Перевод с подстрочника - Евгений Львович Чижов
Потом на горящих от боли ногах его провели по полутёмным сводчатым коридорам — тюрьма была старой, наверное, еще довоенной постройки — и, сунув в каптёрке пропахшие табаком матрас, бельё и робу, втолкнули в камеру. В ноздри ударила сложная, многосоставная вонь курева, туалета и десятков почти голых, в одних трусах и тапках, потеющих тел, заполнявших камеру до отказа. Сырой воздух был таким мутным от папиросного дыма и испарений кишащей, татуированной и волосатой человеческой массы, что забранное решёткой окно на противоположной от двери стене было еле видно. Печигин кинул матрас на свободные нижние нары, лёг и стал искать положение, в котором тело бы меньше болело. То и дело над ним наклонялись наголо бритые коштырские головы, отливавшие желтизной от тусклой лампы над входом, и, скаля золотые зубы, разглядывали его, о чём-то между собой переговариваясь. Из-под соседних нар выполз из кучи тряпья тощий старик со свисавшей складками коричневой кожей и, лыбясь во всю ширину беззубого рта, уставился на Печигина, моргая младенческими глазами. Поднёс два пальца к лиловым жгутам губ, очевидно, прося закурить. Олег закрыл глаза, притворившись спящим, избитое тело ныло, как ни повернись, боль распирала, не помещаясь в нём. Последний раз Олега били в детстве, шпана во дворе, и теперь, слушая со всех сторон коштырский гвалт камеры, он чувствовал, как захлёстывает его напрочь забытая беспомощность: то, что произошло сейчас, не могло быть с ним, со взрослым Печигиным, только с тем давним, одиннадцати- или двенадцатилетним, скрывавшимся все эти годы в глубине памяти и извлечённым теперь болью наружу.

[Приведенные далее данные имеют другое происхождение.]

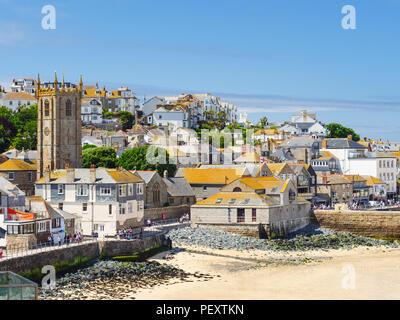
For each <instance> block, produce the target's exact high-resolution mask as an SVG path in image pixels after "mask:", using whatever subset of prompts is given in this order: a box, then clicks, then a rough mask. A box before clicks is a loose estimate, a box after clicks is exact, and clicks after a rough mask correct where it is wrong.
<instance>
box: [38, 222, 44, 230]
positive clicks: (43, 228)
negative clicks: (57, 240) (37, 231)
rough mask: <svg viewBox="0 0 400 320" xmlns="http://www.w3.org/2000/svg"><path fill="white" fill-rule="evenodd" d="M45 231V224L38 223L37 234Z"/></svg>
mask: <svg viewBox="0 0 400 320" xmlns="http://www.w3.org/2000/svg"><path fill="white" fill-rule="evenodd" d="M44 231H46V222H39V223H38V232H44Z"/></svg>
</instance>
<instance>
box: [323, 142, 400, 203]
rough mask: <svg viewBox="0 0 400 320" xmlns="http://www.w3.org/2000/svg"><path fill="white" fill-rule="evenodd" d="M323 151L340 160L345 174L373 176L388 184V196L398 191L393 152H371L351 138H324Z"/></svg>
mask: <svg viewBox="0 0 400 320" xmlns="http://www.w3.org/2000/svg"><path fill="white" fill-rule="evenodd" d="M321 150H322V151H329V152H330V153H332V154H333V155H334V156H335V157H336V158H337V159H338V161H339V165H340V171H341V173H343V174H357V175H366V176H373V177H376V178H378V179H379V180H382V181H384V182H385V183H386V184H387V185H388V189H387V192H388V198H391V197H392V196H393V195H394V194H395V193H396V191H397V188H396V172H397V170H396V157H395V156H394V155H393V154H391V153H385V152H369V151H368V148H367V147H365V146H363V145H361V144H359V143H357V142H355V141H352V140H351V139H324V140H323V141H322V148H321Z"/></svg>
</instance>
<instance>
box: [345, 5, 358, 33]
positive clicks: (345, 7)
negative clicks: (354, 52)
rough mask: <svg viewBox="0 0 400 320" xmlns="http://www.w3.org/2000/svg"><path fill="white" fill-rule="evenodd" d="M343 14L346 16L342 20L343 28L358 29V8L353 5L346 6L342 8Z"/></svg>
mask: <svg viewBox="0 0 400 320" xmlns="http://www.w3.org/2000/svg"><path fill="white" fill-rule="evenodd" d="M342 14H345V16H344V17H343V18H342V28H343V29H345V30H347V29H356V8H354V6H352V5H345V6H343V8H342Z"/></svg>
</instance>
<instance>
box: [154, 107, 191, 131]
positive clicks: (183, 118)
mask: <svg viewBox="0 0 400 320" xmlns="http://www.w3.org/2000/svg"><path fill="white" fill-rule="evenodd" d="M152 123H153V124H155V125H157V126H159V127H168V126H172V127H174V128H180V127H183V128H190V124H191V123H190V110H189V109H188V108H185V107H184V106H180V105H163V106H159V107H158V108H157V109H156V110H155V111H154V112H153V117H152Z"/></svg>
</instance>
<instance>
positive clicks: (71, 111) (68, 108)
mask: <svg viewBox="0 0 400 320" xmlns="http://www.w3.org/2000/svg"><path fill="white" fill-rule="evenodd" d="M65 115H66V116H67V117H70V116H72V104H71V100H69V99H68V100H67V102H66V104H65Z"/></svg>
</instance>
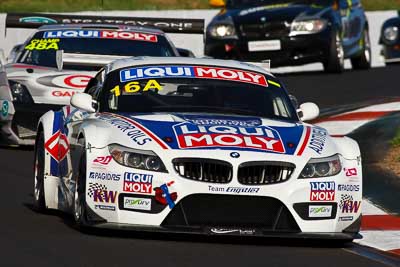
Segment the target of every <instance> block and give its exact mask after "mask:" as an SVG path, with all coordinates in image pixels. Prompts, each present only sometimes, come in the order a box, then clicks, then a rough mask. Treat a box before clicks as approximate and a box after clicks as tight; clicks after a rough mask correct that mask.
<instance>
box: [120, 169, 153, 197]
mask: <svg viewBox="0 0 400 267" xmlns="http://www.w3.org/2000/svg"><path fill="white" fill-rule="evenodd" d="M152 189H153V175H150V174H142V173H132V172H126V173H124V188H123V191H124V192H136V193H143V194H151V192H152Z"/></svg>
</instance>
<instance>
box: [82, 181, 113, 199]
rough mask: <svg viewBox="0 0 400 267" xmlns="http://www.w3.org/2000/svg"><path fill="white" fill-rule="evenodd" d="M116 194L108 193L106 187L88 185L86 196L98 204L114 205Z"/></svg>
mask: <svg viewBox="0 0 400 267" xmlns="http://www.w3.org/2000/svg"><path fill="white" fill-rule="evenodd" d="M117 195H118V192H117V191H110V190H108V189H107V186H105V185H103V184H99V183H89V188H88V196H89V197H90V198H92V199H93V201H94V202H100V203H110V204H112V203H115V201H116V199H117Z"/></svg>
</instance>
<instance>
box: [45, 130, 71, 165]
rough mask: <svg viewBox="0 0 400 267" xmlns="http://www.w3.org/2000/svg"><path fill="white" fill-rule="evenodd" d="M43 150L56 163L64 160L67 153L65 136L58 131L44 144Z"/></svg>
mask: <svg viewBox="0 0 400 267" xmlns="http://www.w3.org/2000/svg"><path fill="white" fill-rule="evenodd" d="M44 148H45V149H46V151H47V152H48V153H49V154H50V156H51V157H52V158H53V159H55V160H56V161H57V162H60V161H61V160H63V159H64V158H65V156H66V155H67V153H68V151H69V143H68V139H67V136H66V135H65V134H63V133H61V131H60V130H58V131H57V132H56V133H54V134H53V135H52V136H51V137H50V138H49V139H48V140H47V141H46V143H45V144H44Z"/></svg>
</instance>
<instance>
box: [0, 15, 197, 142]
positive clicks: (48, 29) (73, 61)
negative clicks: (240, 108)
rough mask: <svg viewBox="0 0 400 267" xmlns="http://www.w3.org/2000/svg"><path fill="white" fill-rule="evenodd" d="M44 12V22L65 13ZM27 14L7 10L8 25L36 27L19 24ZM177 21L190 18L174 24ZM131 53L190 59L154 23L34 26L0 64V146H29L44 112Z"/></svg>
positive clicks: (149, 55)
mask: <svg viewBox="0 0 400 267" xmlns="http://www.w3.org/2000/svg"><path fill="white" fill-rule="evenodd" d="M24 16H25V17H24ZM46 16H47V17H49V18H48V20H50V18H55V19H65V17H66V15H54V14H52V15H46ZM31 17H32V16H29V15H24V14H17V15H14V14H8V16H7V21H8V22H7V23H8V25H11V26H12V27H20V28H22V27H28V28H29V27H30V28H35V27H39V26H40V25H38V24H32V23H31V24H29V23H25V24H24V21H26V19H25V20H24V18H31ZM71 18H79V19H82V18H84V19H85V20H86V21H90V20H91V19H92V20H94V19H96V21H98V18H97V17H90V16H85V17H81V16H72V15H71V16H69V15H68V19H69V20H71ZM101 19H107V17H101ZM128 19H131V20H132V18H128ZM152 19H153V20H157V19H158V18H152ZM159 20H163V19H159ZM169 20H170V19H167V21H169ZM21 21H22V22H21ZM54 21H56V20H54ZM181 21H182V22H183V23H185V22H186V23H187V22H188V21H189V20H180V21H178V22H181ZM56 22H58V21H56ZM119 22H120V23H122V22H123V20H119ZM165 24H166V23H164V25H165ZM203 28H204V27H202V28H201V32H203V31H204V30H203ZM166 31H168V28H167V29H166ZM135 56H160V57H168V56H169V57H179V56H185V57H194V54H193V52H192V51H190V50H188V49H183V48H176V47H175V45H174V44H173V43H172V42H171V40H170V39H169V38H168V37H167V35H166V34H165V32H164V31H163V30H160V29H158V28H156V27H150V26H149V27H142V26H130V25H113V24H93V23H92V24H90V23H89V22H86V23H85V22H83V23H82V24H72V23H70V24H66V23H62V24H51V25H43V26H41V27H39V29H38V30H37V31H36V32H34V33H33V35H31V36H30V37H29V38H27V40H26V41H25V43H23V44H17V45H15V46H14V47H13V49H12V50H11V52H10V55H9V57H8V62H9V63H8V64H5V65H4V69H3V74H2V76H1V77H3V76H4V79H3V80H6V81H7V80H8V82H5V84H4V88H2V91H4V92H3V93H1V94H0V104H2V103H5V104H3V105H6V108H7V112H6V111H3V112H2V114H3V115H2V116H0V145H33V143H34V140H35V136H36V125H37V121H38V119H39V118H40V117H41V116H42V115H43V114H44V113H45V112H47V111H48V110H52V109H59V107H60V106H63V105H66V104H68V103H69V99H70V97H71V96H72V95H73V94H75V93H76V92H81V91H83V89H84V88H85V87H86V85H87V83H88V81H89V80H90V78H92V77H93V75H94V74H95V72H96V71H97V70H99V69H100V68H102V67H103V66H104V65H105V64H108V63H109V62H111V61H113V60H115V59H119V58H127V57H135ZM3 61H5V60H3ZM2 109H3V110H5V108H4V107H3V108H2Z"/></svg>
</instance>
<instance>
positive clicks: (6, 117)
mask: <svg viewBox="0 0 400 267" xmlns="http://www.w3.org/2000/svg"><path fill="white" fill-rule="evenodd" d="M5 101H6V100H0V103H4V102H5ZM7 103H8V112H7V115H6V116H3V115H0V145H3V146H14V145H17V146H18V145H21V146H25V145H26V146H32V145H34V143H35V137H36V128H37V123H38V121H39V119H40V117H41V116H42V115H43V114H44V113H46V112H47V111H49V110H58V109H60V108H61V107H62V106H59V105H49V104H19V103H13V102H11V101H7ZM4 114H5V113H4Z"/></svg>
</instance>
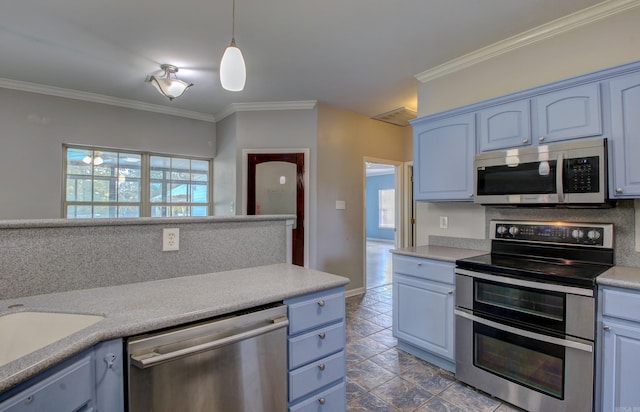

Бредовость окружающего усиливалась пробивавшимся сквозь гомон знакомым голосом Народного Вожатого, раздававшимся из телевизора, стоящего на высоком шкафу посреди камеры. В нём живой и невредимый Гулимов что-то однообразно вещал (конечно, в записи), точно специально затем, чтобы Олег не мог никуда деться от воспоминания о его остекленелых глазах и сжимавших раскрошенную халву мёртвых пальцах. И если от картинки на экране можно было избавиться, закрыв веки, то от врубленного на полную мощность звука не спрячешься, он был слышен поверх всех голосов камеры, обвиняя Олега в своей смерти, не давая ему укрыться в жалости к себе, уличая и разоблачая.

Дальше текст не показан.